Intervention de Philippe Mouiller

Réunion du 4 décembre 2020 à 11h00
Loi de finances pour 2021 — Travail et emploi

Photo de Philippe MouillerPhilippe Mouiller :

Madame la présidente, madame la ministre, mes chers collègues, le fort recul de l’activité économique mondiale en raison de la crise sanitaire se traduit par la fermeture de nombreuses entreprises et par une forte augmentation du chômage.

Ainsi, selon la Dares, dans les entreprises de plus de cinquante salariés, plus de 650 plans de sauvegarde de l’emploi ont été lancés en France. Dans les entreprises plus petites, de moins de dix salariés, on compte plus de 4 000 licenciements collectifs cumulés depuis mars.

Les conséquences des plans sociaux annoncés ne sont pas encore visibles sur la courbe du chômage. Les entrées en formation et les dispositifs d’aides publiques permettent d’amortir l’impact de la crise sanitaire.

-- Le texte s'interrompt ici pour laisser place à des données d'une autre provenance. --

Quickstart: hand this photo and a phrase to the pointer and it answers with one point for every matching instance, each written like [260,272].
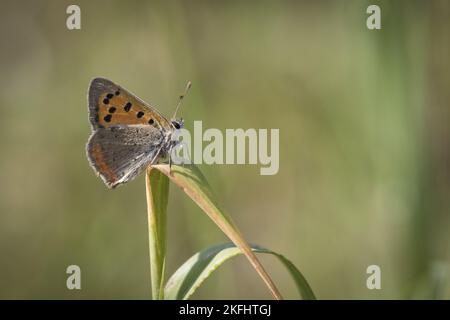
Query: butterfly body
[127,136]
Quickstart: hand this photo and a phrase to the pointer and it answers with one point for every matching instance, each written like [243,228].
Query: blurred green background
[364,143]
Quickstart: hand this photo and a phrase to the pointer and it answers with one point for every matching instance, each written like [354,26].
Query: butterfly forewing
[110,104]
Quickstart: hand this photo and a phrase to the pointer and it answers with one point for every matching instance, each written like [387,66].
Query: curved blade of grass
[193,183]
[157,191]
[185,281]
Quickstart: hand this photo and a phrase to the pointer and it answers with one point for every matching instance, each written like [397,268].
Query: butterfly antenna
[188,86]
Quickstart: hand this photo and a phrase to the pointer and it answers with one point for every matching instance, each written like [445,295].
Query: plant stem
[157,191]
[187,178]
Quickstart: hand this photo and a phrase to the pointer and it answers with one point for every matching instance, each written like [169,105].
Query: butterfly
[128,135]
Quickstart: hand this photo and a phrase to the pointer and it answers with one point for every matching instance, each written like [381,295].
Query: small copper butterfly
[128,135]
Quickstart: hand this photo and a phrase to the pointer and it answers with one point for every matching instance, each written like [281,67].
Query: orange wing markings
[102,167]
[123,108]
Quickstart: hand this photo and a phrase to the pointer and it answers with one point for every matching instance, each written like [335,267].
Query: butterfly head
[177,123]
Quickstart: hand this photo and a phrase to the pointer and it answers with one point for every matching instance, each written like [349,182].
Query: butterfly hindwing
[120,153]
[110,104]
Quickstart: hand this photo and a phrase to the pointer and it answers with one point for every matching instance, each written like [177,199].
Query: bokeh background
[364,143]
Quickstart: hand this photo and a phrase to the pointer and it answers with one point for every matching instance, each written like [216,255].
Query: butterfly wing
[111,104]
[119,153]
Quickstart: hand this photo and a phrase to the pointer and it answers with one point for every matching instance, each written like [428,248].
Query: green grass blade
[185,281]
[157,191]
[193,183]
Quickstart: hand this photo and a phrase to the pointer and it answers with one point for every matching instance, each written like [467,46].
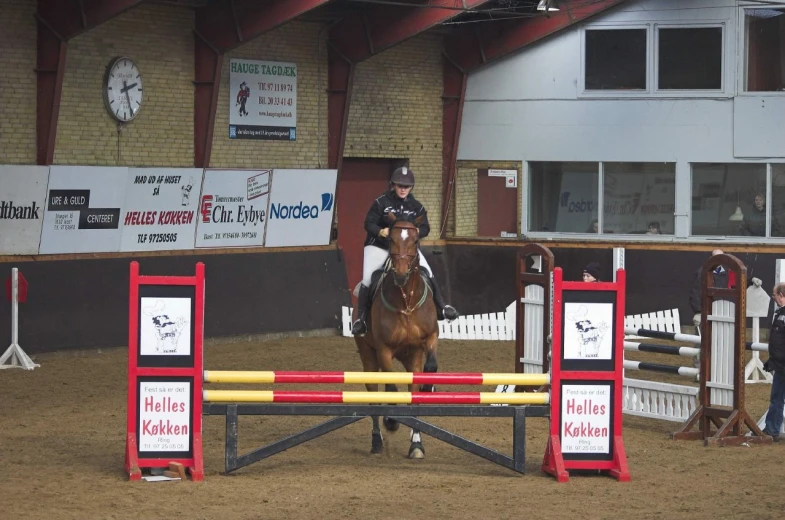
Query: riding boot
[443,311]
[359,327]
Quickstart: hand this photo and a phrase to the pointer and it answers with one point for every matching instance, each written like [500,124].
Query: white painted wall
[530,105]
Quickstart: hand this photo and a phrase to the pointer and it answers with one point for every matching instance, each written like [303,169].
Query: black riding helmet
[403,176]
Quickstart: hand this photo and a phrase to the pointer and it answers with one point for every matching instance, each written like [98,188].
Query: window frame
[721,92]
[583,93]
[742,43]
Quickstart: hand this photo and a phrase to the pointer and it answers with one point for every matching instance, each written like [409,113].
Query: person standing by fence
[776,365]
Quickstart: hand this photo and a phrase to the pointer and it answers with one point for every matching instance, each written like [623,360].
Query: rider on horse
[400,202]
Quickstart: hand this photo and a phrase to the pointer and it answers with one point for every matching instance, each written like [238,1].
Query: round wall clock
[123,92]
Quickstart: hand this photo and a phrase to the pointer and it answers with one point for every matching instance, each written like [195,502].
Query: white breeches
[374,258]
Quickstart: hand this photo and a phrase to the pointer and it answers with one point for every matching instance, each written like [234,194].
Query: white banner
[586,419]
[262,100]
[301,208]
[83,208]
[22,202]
[233,208]
[164,416]
[160,209]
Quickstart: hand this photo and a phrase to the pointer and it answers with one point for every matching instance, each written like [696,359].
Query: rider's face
[402,191]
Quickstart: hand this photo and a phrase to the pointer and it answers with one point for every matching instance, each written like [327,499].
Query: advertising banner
[586,418]
[22,201]
[83,206]
[233,208]
[262,100]
[160,211]
[301,208]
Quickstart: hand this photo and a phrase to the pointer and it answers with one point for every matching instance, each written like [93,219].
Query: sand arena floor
[62,440]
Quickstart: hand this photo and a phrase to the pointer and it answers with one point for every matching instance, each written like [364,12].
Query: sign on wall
[83,207]
[233,208]
[301,208]
[262,100]
[22,202]
[160,209]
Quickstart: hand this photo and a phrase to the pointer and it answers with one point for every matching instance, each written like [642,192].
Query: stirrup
[449,313]
[359,327]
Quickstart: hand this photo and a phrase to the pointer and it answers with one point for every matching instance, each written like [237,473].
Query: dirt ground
[62,439]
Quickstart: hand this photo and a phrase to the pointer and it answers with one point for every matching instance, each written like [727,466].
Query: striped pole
[662,349]
[399,378]
[654,367]
[658,334]
[285,396]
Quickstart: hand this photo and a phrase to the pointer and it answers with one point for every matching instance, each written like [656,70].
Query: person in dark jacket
[399,201]
[754,223]
[776,365]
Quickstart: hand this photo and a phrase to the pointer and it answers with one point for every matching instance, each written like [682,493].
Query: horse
[402,324]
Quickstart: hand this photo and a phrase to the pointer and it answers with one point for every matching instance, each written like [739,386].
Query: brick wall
[17,81]
[396,113]
[162,132]
[304,44]
[465,198]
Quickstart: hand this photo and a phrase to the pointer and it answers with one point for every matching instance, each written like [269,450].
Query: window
[639,198]
[563,196]
[729,199]
[689,58]
[765,49]
[615,59]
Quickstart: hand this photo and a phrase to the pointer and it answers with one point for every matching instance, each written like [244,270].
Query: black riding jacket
[376,218]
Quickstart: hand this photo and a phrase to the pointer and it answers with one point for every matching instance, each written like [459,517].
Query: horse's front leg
[413,363]
[370,364]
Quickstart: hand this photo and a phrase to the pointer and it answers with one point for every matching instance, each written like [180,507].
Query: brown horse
[401,325]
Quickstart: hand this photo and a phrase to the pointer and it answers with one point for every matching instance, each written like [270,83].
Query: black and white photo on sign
[588,330]
[164,416]
[586,418]
[165,327]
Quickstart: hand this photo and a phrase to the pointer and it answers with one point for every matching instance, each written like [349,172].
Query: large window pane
[615,59]
[778,200]
[563,196]
[639,198]
[724,199]
[690,58]
[765,31]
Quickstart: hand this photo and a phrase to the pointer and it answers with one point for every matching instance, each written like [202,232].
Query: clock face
[123,91]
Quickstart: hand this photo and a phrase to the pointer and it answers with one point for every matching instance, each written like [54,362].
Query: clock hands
[125,89]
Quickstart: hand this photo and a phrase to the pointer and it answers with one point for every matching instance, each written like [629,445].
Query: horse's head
[404,236]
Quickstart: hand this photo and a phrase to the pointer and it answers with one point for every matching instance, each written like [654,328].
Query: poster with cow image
[301,207]
[160,211]
[164,416]
[588,330]
[83,206]
[233,208]
[586,419]
[165,327]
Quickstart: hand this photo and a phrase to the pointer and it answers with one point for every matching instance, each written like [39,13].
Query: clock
[123,91]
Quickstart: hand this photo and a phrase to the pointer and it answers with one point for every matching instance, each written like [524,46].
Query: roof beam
[360,35]
[227,24]
[70,18]
[472,47]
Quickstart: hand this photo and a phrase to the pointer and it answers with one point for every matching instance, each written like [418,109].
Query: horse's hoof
[377,444]
[416,451]
[391,424]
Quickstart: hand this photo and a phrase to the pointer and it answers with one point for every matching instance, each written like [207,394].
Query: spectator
[592,272]
[776,365]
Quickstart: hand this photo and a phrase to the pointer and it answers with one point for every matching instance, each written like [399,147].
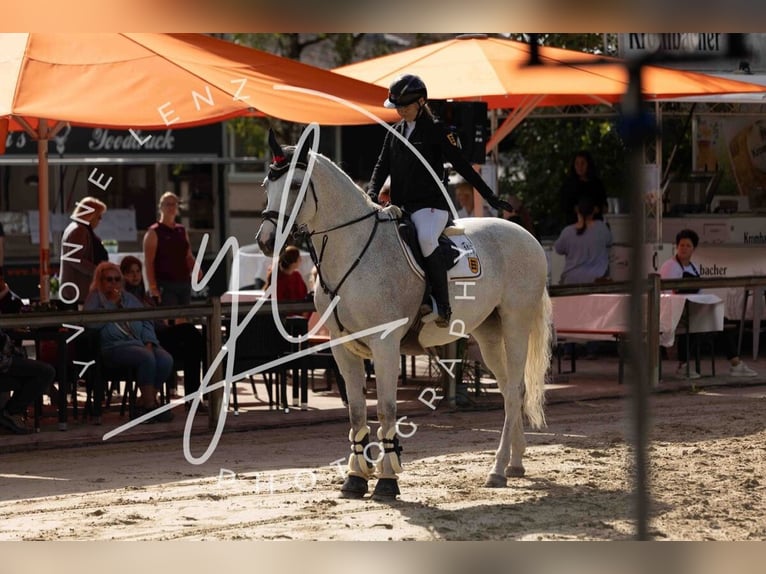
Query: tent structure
[153,81]
[476,67]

Malgré cela, le nombre de chômeurs demeure à un niveau élevé, si l’on considère la catégorie A, et il explose, lorsque l’on comptabilise les catégories B et C qui correspondent à ceux qui ont exercé une activité réduite.

Les différents instituts de prévision retiennent, avec les précautions nécessaires dans un contexte inédit, l’hypothèse d’un taux de chômage compris entre 9, 8 % et 11 % dans les prochains mois.

Certes, la crise est conjoncturelle, mais elle est aggravée par l’absence de réformes structurelles. Les décisions prises actuellement sont des solutions d’urgence et de court terme.

Dans ce contexte, l’augmentation de 400 millions d’euros des crédits de la mission « Travail et emploi », soit une hausse de 3 %, peut sembler insuffisante. La politique de l’emploi est surtout soutenue par la mission « Plan de relance », avec près de 10 milliards d’euros qui viendront en grande partie abonder des dispositifs déjà prévus par la mission.

L’éclatement du financement de la politique de l’emploi sur ces deux missions pose un réel problème de lisibilité budgétaire. Des questions surgissent également sur la pérennité des ressources pour les budgets à venir.

En ce qui concerne l’apprentissage, nous ne pouvons que nous réjouir de l’augmentation du nombre de contrats d’apprentissage, qui jusqu’à la crise sanitaire a connu une forte dynamique, puisque la progression a été de 16 % par rapport à l’année précédente.

Dans le cadre du plan de relance, une aide exceptionnelle est prévue au titre des embauches d’apprentis effectuées entre juillet 2020 et la fin du mois de février 2021, ce dont je me félicite.

Toutefois, nous nourrissons des inquiétudes quant au financement de l’apprentissage, dont le système a été réformé par la loi du 5 septembre 2018 sur la liberté de choisir son avenir professionnel. Depuis lors, ce financement est assuré par les opérateurs de compétences (OPCO), dont les fonds sont fournis par France compétences.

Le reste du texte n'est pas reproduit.